I use Instant Ocean, which is cited in this article as not having strontium. Of course, this article is from 1988 and maybe Instant Ocean has reformulated their product. Any thoughts?

Hanlon, R. T., Bidwell, J. P. and R. Tait. 1989. Strontium is required for statolith development and thus normal swimming behavior in hatchling cephalopods. J. exp. Biol. 141(187-195).

http://jeb.biologists.org/cgi/repri...NDEX=20&sortspec=relevance&resourcetype=HWCIT
 
The salt manufacturers tweak their recipes quite a bit. The two recent independent analyses that I'm aware of were done by Dr. Shimek on RC and a later one on reefs.org. I'll try and dig up the links in the morning.

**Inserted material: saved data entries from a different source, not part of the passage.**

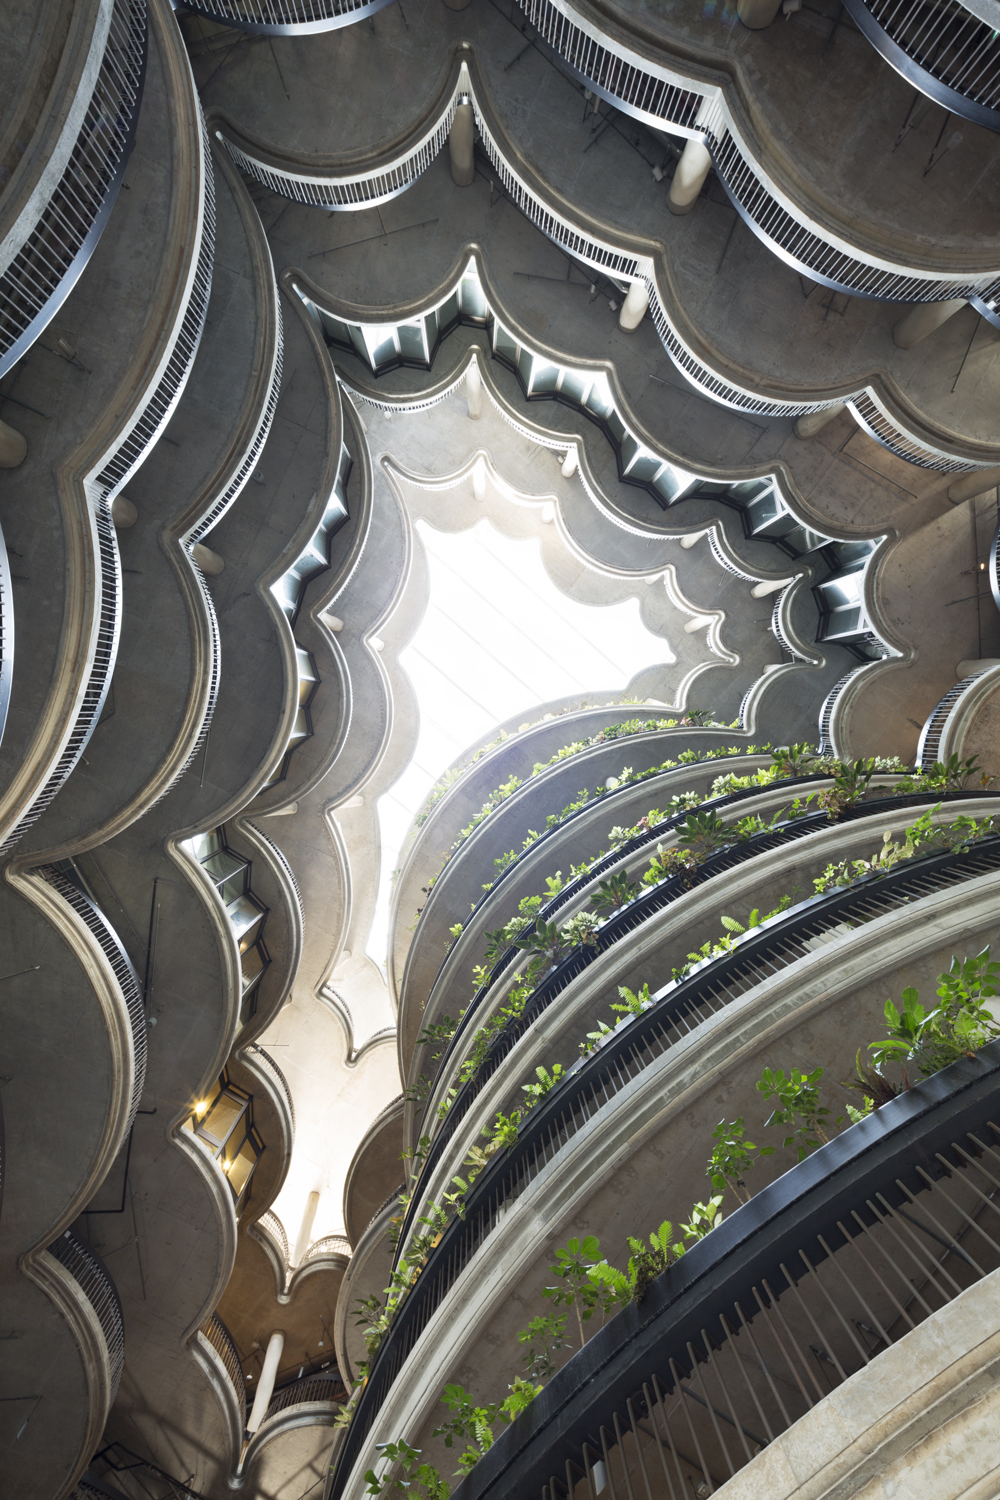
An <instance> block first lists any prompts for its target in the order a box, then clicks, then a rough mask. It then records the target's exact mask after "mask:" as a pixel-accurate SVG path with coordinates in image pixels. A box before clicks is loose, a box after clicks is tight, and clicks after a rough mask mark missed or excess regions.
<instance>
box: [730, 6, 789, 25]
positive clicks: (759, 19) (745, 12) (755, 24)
mask: <svg viewBox="0 0 1000 1500" xmlns="http://www.w3.org/2000/svg"><path fill="white" fill-rule="evenodd" d="M780 9H781V0H738V3H736V15H738V17H739V20H741V21H742V23H744V26H748V27H750V30H751V31H760V30H762V28H763V27H765V26H771V23H772V21H774V20H775V17H777V13H778V10H780Z"/></svg>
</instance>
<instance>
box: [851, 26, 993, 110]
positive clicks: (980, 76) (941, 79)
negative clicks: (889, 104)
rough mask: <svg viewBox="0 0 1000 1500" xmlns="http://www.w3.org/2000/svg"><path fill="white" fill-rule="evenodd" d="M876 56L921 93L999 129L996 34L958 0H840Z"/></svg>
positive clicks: (956, 109)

That's a good article. There's so much good information out there in the peer-reviewed literature. We probably re-invent the wheel way too often :smile:

Dan
 
Well, I feel a little bit better... See this article http://saltaquarium.about.com/gi/dy...om/fish2/aqfm/1999/mar/features/1/default.asp

Marlin Atkinson was one of my thesis advisors, so I know that this is sound science. It is a little worrisome that the levels of copper are quite high in some artificial sea water mixes :shock: . Natural sea water has 0.001 micromoles per kilogram and the mixes ranged from 1.8 (Instant Ocean) to 3.0 (HW Marine Mix).
 
Here's what I think is the most recent analysis at reefs.org

Inland reef aquaria salt study part I

Inland reef aquaria salt study part II

And here's Shimek's independent study that preceded it:

The toxicity of some freshly mixed artificial seawater.

From the reefs.org study it appears that Oceanic salt, which I use, is particularly deficient. I might step up my strontium dosing--my three dead cuttles would spend a lot of time at the surface before they met their fates, and I don't have the impression that's a common behavior for sick cuttles. Obviously no evidence to link that to statolith development (much less establish causality) but an interesting thought nonetheless.

I noticed the copper, too. Elevated concentrations in just about every salt in every study! And not a little, either, always several orders of magnitude.